Closer to home, Project Aware set up the 'Preserve our Wrecks' program where the very shipwrecks we are priviliged to dive on here in the UK are monitered. They have successfully campaigned to have certain wrecks designated as War Graves in order to protect them. In practice this means that as divers, we are welcome to dive and view these fabulous vessels but are not allowed to interfere with them i.e. remove items that we find. Over two World Wars, many crews went down with their ship or aircraft and these wrecks are their final resting places. That's pretty close to home isn't it? The funding for these and hundreds of other similar projects across the UK and the World, places that you and I like to visit as divers, is very rarely funded by government bodies, it's down to you and I.
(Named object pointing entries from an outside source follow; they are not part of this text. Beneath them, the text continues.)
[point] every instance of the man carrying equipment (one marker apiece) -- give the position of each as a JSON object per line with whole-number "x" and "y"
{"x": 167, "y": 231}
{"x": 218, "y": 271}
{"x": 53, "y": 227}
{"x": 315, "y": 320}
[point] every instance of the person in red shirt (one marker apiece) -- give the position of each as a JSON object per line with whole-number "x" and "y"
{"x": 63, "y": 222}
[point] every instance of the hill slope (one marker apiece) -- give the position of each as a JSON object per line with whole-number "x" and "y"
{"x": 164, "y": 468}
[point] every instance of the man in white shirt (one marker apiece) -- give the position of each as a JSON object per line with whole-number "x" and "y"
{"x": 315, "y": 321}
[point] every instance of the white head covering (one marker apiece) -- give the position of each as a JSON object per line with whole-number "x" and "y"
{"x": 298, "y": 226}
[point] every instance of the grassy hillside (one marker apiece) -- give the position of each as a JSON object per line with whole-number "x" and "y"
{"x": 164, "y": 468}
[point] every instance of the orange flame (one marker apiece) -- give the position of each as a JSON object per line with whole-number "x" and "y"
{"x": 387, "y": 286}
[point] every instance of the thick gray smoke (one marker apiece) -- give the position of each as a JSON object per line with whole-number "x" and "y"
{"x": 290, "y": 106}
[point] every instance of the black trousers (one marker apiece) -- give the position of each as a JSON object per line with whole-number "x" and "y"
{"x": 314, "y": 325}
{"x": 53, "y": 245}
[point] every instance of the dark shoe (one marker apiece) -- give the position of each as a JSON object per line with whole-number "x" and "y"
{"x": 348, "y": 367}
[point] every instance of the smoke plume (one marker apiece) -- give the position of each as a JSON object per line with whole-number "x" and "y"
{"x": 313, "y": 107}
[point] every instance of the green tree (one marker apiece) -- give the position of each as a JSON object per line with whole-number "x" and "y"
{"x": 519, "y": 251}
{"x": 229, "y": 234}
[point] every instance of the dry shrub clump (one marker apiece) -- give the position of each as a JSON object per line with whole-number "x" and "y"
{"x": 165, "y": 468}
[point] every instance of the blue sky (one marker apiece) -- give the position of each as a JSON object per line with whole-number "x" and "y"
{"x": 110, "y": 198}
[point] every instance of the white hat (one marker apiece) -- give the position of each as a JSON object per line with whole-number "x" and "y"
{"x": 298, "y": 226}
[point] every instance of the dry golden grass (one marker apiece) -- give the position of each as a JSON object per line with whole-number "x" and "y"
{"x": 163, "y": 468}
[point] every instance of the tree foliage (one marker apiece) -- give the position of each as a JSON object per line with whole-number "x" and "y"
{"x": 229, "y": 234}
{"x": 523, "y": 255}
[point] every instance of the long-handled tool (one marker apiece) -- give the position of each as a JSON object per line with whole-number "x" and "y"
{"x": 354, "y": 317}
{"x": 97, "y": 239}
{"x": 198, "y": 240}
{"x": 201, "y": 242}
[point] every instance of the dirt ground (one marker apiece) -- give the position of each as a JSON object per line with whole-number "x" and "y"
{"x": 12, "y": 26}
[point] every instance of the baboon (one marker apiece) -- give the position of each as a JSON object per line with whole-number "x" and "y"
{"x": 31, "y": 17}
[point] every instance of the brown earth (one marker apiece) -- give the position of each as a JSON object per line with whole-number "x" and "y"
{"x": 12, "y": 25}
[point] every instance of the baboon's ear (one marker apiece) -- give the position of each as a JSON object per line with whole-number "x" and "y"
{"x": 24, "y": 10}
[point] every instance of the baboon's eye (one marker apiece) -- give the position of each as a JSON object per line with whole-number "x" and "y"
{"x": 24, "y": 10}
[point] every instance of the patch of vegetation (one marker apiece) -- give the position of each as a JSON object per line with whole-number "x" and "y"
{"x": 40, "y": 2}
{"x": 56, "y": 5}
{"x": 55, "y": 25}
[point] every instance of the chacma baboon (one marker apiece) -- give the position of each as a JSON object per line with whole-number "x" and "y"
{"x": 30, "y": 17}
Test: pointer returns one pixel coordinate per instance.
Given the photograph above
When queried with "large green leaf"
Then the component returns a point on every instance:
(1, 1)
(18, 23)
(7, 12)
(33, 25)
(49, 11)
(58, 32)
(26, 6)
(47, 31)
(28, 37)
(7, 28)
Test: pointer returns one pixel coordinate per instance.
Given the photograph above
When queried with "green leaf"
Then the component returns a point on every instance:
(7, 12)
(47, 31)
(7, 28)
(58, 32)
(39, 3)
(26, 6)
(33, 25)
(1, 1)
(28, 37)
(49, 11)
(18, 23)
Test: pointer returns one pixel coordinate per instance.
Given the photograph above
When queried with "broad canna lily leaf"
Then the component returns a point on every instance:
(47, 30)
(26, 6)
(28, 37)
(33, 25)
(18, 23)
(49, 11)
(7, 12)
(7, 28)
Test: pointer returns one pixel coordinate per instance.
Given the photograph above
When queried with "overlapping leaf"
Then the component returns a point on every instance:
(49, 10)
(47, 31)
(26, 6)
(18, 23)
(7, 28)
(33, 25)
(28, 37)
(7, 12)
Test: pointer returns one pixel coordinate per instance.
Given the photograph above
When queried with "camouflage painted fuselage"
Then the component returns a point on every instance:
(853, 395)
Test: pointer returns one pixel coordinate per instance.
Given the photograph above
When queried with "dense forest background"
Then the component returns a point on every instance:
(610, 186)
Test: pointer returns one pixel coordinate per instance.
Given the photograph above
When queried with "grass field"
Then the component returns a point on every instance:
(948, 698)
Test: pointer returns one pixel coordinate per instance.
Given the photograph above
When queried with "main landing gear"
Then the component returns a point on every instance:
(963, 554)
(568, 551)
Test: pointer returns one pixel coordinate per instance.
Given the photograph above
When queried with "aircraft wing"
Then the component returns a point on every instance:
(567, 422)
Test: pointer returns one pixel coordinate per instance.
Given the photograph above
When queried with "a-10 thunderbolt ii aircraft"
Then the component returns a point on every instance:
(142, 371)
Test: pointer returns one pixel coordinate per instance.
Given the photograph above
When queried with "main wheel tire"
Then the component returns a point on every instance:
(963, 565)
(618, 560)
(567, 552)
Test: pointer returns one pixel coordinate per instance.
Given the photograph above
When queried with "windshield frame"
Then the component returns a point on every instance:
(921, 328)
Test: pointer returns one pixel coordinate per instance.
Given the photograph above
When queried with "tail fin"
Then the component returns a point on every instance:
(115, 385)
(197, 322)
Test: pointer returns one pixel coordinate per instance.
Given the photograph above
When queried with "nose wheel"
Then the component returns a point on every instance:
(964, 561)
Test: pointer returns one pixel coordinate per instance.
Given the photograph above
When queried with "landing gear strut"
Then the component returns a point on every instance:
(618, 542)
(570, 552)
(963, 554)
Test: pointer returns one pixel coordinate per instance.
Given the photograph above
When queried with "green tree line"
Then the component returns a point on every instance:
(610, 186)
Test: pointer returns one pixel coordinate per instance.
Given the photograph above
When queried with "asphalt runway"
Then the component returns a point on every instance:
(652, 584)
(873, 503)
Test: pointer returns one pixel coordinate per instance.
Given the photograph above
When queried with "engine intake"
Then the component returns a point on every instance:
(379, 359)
That's why here at Dive Odyssea, we hold such things as beach clean up days during the summer. We all meet at a local stretch of coast and help clear a small portion of rubbish. At the end of the day we all head off to a local pub or such like for a well earned pint knowing that in a small way, we've done just a little bit towards keeping our bit of the planet a nicer place.

You don't have to get that hands on if you don't want to, it's not everyone's cup of tea. What you could do though is to contribute financially. All that education and saving the planet doesn't come cheap! Don't panic, all we are asking you to do is to log-on to and give a couple of quid.

What we do here at Dive Odyssea is to levy a five pound fee on top of the cost of the PADI Open Water Course and this is sent directly to project Aware. It is entirely voluntary and if a student doesn't want to contribute, we deduct it from the price of the course. In return, you get a PADI Open Water Diver certification card showing that you donated to Project Aware together with a warm glowing tingly feeling that you did just a little bit more towards helping the environment as well as helping to preserve the very reefs and other sites you'll be diving on. Is that easy or what!!!